Depois, em outra conversa, eles concordam que Greenwald era a “melhor pessoa” para ter repassado o conteúdo hackeado. Segundo Manuela, ele era o “jornalista mais capaz e com credibilidade mundial”.
Hacker era mais ‘falante’; Manuela mais cautelosa
Conforme observado no inquérito pelo Estadão, Delgatti mandava mais mensagens, enquanto a ex-deputada era mais econômica e cautelosa com as palavras. Em certa ocasião, ao avaliar a reação de Glenn ao receber o pacote de mensagens interceptadas, o hacker vibrou: “Ele ficou louco lá. Foi comprar computadores novos para os arquivos. Já fizeram não sei quem ir de BSB (Brasília) até eles”.

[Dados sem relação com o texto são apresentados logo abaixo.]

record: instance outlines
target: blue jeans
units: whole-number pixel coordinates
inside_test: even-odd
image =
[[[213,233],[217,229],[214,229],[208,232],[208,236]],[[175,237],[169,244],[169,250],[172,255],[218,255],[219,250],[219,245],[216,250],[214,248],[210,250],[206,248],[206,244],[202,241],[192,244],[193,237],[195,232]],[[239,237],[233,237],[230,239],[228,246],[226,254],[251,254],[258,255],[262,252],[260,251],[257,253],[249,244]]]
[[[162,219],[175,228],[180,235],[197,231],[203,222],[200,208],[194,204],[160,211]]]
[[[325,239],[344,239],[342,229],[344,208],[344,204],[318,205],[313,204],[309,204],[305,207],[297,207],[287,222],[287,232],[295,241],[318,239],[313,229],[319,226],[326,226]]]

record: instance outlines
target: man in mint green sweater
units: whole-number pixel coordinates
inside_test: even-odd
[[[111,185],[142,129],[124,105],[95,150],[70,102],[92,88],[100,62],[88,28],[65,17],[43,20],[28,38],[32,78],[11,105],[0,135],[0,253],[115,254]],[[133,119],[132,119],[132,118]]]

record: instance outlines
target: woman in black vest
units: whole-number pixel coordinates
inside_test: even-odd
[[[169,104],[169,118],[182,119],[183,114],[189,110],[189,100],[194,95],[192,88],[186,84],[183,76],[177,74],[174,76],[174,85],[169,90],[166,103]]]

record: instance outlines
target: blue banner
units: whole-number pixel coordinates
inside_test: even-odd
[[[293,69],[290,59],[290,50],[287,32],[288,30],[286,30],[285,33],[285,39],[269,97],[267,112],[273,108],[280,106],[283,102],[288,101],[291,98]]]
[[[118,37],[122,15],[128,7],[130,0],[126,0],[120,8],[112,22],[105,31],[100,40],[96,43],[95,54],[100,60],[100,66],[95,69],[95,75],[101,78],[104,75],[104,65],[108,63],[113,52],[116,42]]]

Em um dos diálogos, Manuela pergunta se ele teria ligado para o deputado Jean Wyllys (PSOL-RJ) do seu Telegram e Delgatti confirma que sim. “Liguei no dia hahahaha. Para tentar falar com ele. Aí quando falei com você. Eu saí e não liguei mais”, responde.
Ele também compartilhava com Manuela outras contas hackeadas. Em uma delas, envia contatos ligados ao filho do presidente e deputado federal Eduardo Bolsonaro (PSL-SP) e exibe documentos interceptados de grupos de procuradores.
“Eu sei que estou falando bastante. Não sou assim, apenas estou empolgado em poder contar para alguém essas coisas. Estava tudo preso comigo há meses”, diz Delgatti. Eles ainda conversam sobre o aplicativo de relacionamentos Tinder. O hacker conta que estava fora do Brasil e que costumava mentir que era da Suíça. Depois de mais algumas mensagens, Manuela responde: “Tô rindo do seu Tinder”.
No dia 17 de maio, o hacker questiona Manuela como estavam os avanços. Ela diz apenas que não havia falado mais com Glenn e que imaginava que ele estivesse trabalhando bastante. “Você está passando tudo para o Gleen? Combinei com ele que tudo iria para ele, pois ele é jornalista com credibilidade para investigar as denúncias e publicá-las”, afirma a ex-deputada.